A la luz de estos preceptos debemos entonces resolver si el tribunal
de instancia abusó de su discreción al imponer a la demandante peticionaria
Rosado González la severa sanción de la desestimación de su acción con
perjuicio. Veamos.
IV
En el caso de autos, la demandante peticionaria Rosado González logró
emplazar a dos (2) de los demandados, Ivangs Manuel Rivera Pérez y Manuel
Osvaldo Rivera Pérez dentro del término de seis (6) meses que establece
la Regla 4.3(b). No pudo, sin embargo, emplazar al resto de los demandados
dentro de dicho plazo. De los hechos surge con meridiana claridad que la
representación legal de la parte demandante no actuó con diligencia, ya
que no notificó al tribunal con prontitud y dentro de los plazos que le
fueron concedidos de las gestiones que estaban realizando para llevar a
cabo los emplazamientos. De otra parte, los hechos procesales también
reflejan que al solicitar la expedición de nuevos emplazamientos, aunque ya había transcurrido el término de seis (6) meses que establece la Regla
4.3(b) y las prórrogas que sobre el particular le fueran concedidas, la
parte demandante justificó la tardanza. No cabe duda que esta solicitud
como cuestión de hecho era una de prórroga para emplazar. Tampoco es menos
cierto que del expediente no surge que a la parte demandante se le hubiese
notificado del incumplimiento de su representación legal con los términos
para emplazar y para notificar sobre las gestiones que se estaban realizando
en torno a dicho diligenciamiento, ni de las graves consecuencias que este
incumplimiento podría acarrear, o sea, la pérdida de su causa de acción
al ser desestimada la demanda con perjuicio.

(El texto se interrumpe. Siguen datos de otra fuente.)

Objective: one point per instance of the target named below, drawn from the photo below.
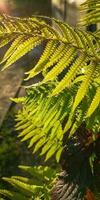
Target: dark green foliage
(66, 100)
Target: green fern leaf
(13, 47)
(49, 49)
(64, 61)
(84, 86)
(69, 77)
(21, 50)
(95, 103)
(4, 40)
(52, 151)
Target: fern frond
(49, 49)
(95, 103)
(84, 86)
(63, 63)
(4, 40)
(92, 10)
(12, 195)
(70, 76)
(21, 50)
(13, 47)
(36, 187)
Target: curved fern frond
(84, 86)
(22, 49)
(38, 186)
(92, 12)
(95, 103)
(70, 76)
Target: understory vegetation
(60, 115)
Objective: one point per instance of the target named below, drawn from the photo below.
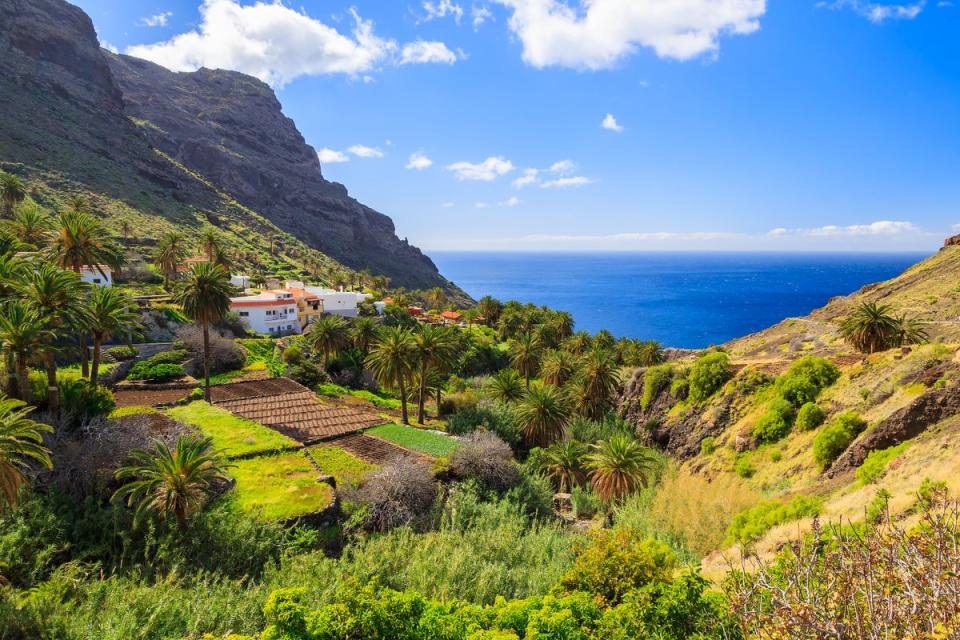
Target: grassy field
(342, 465)
(233, 435)
(423, 441)
(279, 487)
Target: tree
(525, 354)
(596, 384)
(171, 483)
(170, 252)
(23, 333)
(543, 415)
(328, 335)
(436, 347)
(506, 386)
(563, 463)
(111, 314)
(12, 192)
(871, 328)
(619, 467)
(392, 361)
(21, 441)
(205, 298)
(60, 296)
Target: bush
(809, 417)
(163, 372)
(775, 423)
(484, 456)
(751, 524)
(707, 375)
(835, 438)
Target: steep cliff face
(97, 119)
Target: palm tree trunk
(53, 391)
(206, 362)
(95, 365)
(422, 398)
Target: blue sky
(483, 124)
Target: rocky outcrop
(96, 118)
(900, 426)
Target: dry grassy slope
(874, 386)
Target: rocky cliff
(100, 119)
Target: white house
(338, 303)
(271, 312)
(100, 275)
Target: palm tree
(21, 441)
(170, 252)
(364, 332)
(525, 354)
(506, 386)
(871, 328)
(543, 415)
(166, 482)
(563, 463)
(205, 298)
(328, 335)
(392, 360)
(596, 384)
(60, 296)
(619, 467)
(436, 347)
(111, 314)
(81, 241)
(12, 192)
(558, 367)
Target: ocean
(689, 300)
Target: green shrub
(836, 437)
(876, 463)
(775, 423)
(163, 372)
(751, 525)
(655, 380)
(707, 375)
(809, 417)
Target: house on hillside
(100, 275)
(273, 312)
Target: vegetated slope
(907, 397)
(180, 149)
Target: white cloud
(425, 51)
(480, 14)
(566, 182)
(485, 171)
(418, 161)
(876, 12)
(362, 151)
(332, 156)
(277, 44)
(159, 20)
(441, 9)
(610, 123)
(596, 34)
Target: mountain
(185, 148)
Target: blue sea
(687, 300)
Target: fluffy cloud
(419, 161)
(332, 156)
(876, 12)
(485, 171)
(596, 34)
(159, 20)
(276, 44)
(424, 51)
(610, 123)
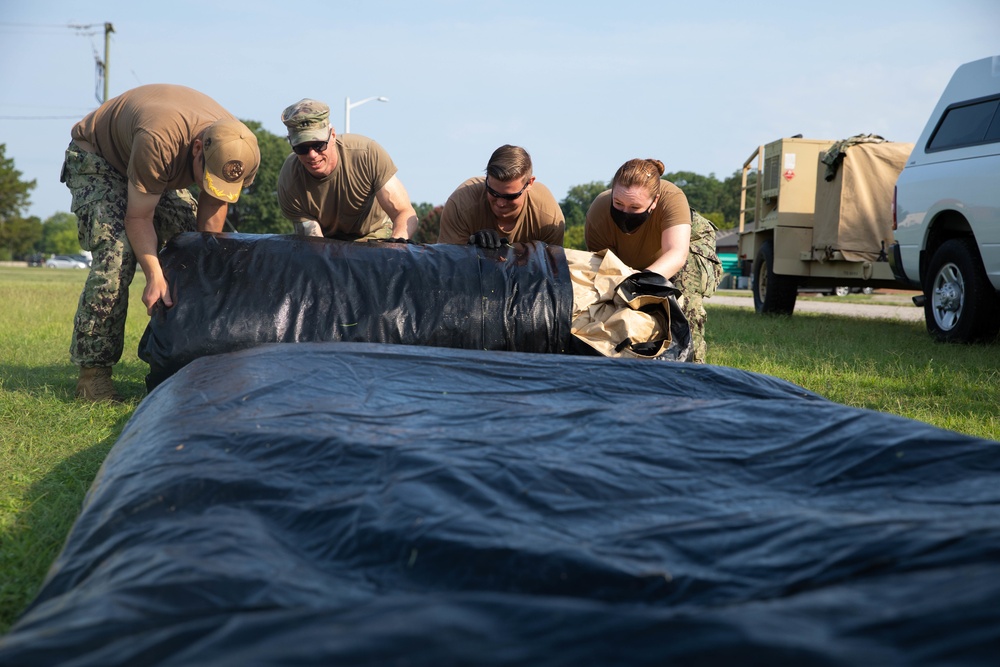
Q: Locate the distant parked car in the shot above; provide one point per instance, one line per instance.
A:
(65, 262)
(837, 291)
(86, 259)
(947, 209)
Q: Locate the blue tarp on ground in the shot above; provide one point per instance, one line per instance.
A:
(342, 503)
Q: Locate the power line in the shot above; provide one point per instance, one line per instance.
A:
(39, 117)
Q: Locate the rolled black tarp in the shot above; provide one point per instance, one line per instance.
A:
(234, 291)
(364, 504)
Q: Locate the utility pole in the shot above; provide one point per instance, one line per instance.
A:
(102, 66)
(108, 29)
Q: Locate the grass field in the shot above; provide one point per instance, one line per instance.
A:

Ante estas circunstancias y a tenor con las normas procesales y la
jurisprudencia previamente discutida, el foro de instancia abusó de su
discreción al no permitir la expedición de nuevos emplazamientos en cuanto
a los demandados no emplazados. La determinación de no permitir emplazar
a estos coherederos que son partes indispensables conlleva el que tribunal
de instancia eventualmente tenga que desestimar con perjuicio la demanda
en su totalidad por falta de parte indispensable. En consecuencia, se
desestimaría la acción aun para los demandados que fueron debidamente
emplazados.
V
Las razones antes expuestas son las que nos permiten estar conforme
con la Sentencia que hoy certifica este Tribunal.